Surprise icon indicating copy to clipboard operation
Surprise copied to clipboard

Fix Dataset builder pattern. Decouple Dataset and reader.

Open Sklavit opened this issue 7 years ago • 6 comments

Sklavit avatar Jan 24 '18 13:01 Sklavit

I agree that design for this part could be improved a lot. Could you please give details about the PR? Also all tests seem to be failing?

NicolasHug avatar Jan 27 '18 07:01 NicolasHug

  1. What do you mean by "the PR"?
  2. Yes, I will fix tests.

Sklavit avatar Jan 29 '18 08:01 Sklavit

PR = Pull Request. The question is: what changes are you proposing?
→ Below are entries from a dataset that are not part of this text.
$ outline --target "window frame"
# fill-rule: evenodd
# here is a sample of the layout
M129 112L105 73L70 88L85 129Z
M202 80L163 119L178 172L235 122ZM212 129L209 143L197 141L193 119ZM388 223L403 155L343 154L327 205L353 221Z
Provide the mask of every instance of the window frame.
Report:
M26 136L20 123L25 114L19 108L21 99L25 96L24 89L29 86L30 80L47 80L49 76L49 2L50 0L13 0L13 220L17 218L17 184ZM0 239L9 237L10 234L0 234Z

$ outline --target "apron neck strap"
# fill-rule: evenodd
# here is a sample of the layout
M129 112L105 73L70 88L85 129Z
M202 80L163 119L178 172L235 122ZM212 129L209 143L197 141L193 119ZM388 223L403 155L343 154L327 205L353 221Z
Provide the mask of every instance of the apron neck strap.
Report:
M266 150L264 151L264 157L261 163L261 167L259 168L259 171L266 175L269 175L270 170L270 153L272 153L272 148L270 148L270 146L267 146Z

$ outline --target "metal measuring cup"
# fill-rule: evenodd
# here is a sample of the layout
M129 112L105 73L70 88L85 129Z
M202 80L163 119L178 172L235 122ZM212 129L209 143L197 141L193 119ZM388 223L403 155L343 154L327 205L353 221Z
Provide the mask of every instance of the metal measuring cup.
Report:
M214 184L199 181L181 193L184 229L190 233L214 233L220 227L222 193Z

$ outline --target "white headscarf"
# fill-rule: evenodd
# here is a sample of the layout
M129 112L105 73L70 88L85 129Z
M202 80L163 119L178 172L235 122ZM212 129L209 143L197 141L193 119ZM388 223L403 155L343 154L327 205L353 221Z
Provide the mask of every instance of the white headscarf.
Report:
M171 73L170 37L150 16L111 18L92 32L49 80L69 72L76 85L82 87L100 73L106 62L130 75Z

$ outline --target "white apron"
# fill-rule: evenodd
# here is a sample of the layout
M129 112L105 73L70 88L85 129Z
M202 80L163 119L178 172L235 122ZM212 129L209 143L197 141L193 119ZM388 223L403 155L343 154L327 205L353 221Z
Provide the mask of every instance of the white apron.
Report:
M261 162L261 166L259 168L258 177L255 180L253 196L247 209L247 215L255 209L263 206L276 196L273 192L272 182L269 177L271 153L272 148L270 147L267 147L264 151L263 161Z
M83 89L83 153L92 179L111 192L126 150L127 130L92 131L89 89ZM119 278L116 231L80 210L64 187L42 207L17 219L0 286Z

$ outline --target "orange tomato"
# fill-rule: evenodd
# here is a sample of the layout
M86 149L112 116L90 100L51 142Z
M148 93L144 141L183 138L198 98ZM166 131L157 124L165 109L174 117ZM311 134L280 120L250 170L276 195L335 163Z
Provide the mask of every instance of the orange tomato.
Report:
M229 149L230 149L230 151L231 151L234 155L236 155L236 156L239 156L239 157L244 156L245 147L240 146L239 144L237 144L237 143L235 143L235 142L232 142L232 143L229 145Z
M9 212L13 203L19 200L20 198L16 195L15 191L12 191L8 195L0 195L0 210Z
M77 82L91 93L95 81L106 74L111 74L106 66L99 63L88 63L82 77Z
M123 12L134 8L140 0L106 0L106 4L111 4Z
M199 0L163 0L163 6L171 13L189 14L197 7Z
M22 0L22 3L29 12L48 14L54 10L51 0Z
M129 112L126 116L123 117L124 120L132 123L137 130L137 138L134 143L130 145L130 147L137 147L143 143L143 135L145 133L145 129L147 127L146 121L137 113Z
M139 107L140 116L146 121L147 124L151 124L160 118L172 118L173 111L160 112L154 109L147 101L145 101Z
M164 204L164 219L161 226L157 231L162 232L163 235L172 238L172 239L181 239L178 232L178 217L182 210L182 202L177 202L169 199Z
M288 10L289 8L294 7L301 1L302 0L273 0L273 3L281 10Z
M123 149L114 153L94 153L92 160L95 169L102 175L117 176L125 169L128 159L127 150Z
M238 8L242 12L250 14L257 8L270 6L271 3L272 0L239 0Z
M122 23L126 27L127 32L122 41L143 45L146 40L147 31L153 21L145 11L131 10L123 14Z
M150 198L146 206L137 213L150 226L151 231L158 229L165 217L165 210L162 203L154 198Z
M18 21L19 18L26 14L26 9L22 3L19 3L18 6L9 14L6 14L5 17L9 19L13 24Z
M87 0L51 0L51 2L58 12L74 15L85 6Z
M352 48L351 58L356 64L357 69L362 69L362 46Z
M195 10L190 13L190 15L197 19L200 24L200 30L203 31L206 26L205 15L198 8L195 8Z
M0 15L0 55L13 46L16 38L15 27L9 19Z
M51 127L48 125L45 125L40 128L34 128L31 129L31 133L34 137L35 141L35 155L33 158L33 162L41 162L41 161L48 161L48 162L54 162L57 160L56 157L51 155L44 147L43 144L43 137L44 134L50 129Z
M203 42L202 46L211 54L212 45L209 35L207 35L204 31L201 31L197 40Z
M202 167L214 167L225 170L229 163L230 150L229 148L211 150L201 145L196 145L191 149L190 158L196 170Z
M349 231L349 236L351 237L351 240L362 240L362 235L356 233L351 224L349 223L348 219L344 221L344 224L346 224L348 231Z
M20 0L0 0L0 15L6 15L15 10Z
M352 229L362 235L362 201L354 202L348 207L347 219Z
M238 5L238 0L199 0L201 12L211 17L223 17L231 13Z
NicolasHug avatar Jan 29 '18 08:01 NicolasHug

Fastfix reader call in PredefinedKFold.split. Actually, reader should not be called from PredefinedKFold.split because it leads to extra coupling. So I think a bit more redesign is needed. I will check it in a bt later.

Sklavit avatar Jan 29 '18 09:01 Sklavit

If the changes only affect Dataset.split() then it's probably not worth spending too much time on it: the split() method is deprecated and replaced by the use of CV iterators.

NicolasHug avatar Jan 29 '18 09:01 NicolasHug

  1. Move data preprocessing for building data sets into the dedicated functions (load_from_df and load_from_file) away from initializer (so DatasetAutoFolds.__init__ will become trivial).
  2. Move read_ratings to Reader because it is Reader functionality to read rating, not DataSet.

Sklavit avatar Jan 30 '18 11:01 Sklavit